Futbolun yalnız engelsizlerin sporu olmadığı günler ve herkese mutlu yıllar dilerim.
Hadi N.Türkmen
Geçen sene yılbaşında yazdığım bu yazıyı tekrar etmek istememin sebebi, o günden bu yana bu öngörülere hiç bir katkı sağlanarak ilgililerce çözüm bulunamamış olmasıdır. Hatta bu yıl devre arasında güzide kulüplerimiz (Altay ve İstanbul Özürlüler Spor Kulübü) devre arasında takım oyuncularının yarısını ellerinden kaçırmışlardır.
Yeni kurulan kulüplerimize başarılar dilerken, federasyonun ciddi bir transfer yönetmeliğini ortaya koymaması yüzünden bir çok kulüp emeklerinin ve yatırımlarının karşılığını, transfer olan oyuncularından alamamışlardır. İleride, bu tip sorunların yaşanmaması için kurumsal yapılanmaya önem verilmelidir.

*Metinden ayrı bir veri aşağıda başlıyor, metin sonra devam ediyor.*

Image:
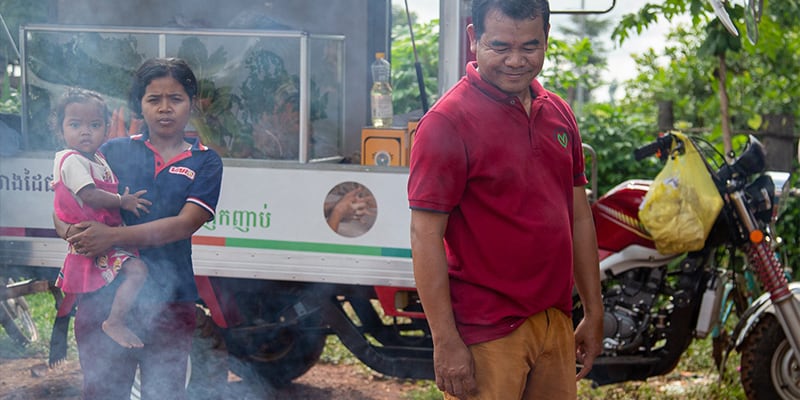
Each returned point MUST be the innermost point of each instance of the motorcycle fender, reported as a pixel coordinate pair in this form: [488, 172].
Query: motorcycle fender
[762, 305]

Ayrıca, ampute futbol takımlarının ve kulüplerinin marka değerini oluşturabilmek için ciddi ve profesyonel bir çalışmaya ihtiyaç vardır.
2011 yılında da mutlu, sağlıklı, fair play ruhunun yaşatıldığı bir sezon dilerken, eksiklerin giderilmesi için kulüplerin, federasyonun, Gençlik Spor Genel Müdürlüğü'nün ve Sayın Bakan'ın iştirak edecekleri bir çalıştay düzenlenmesini ve sporcuların geçen yılki gibi ödüllendirilmesini de dilerim.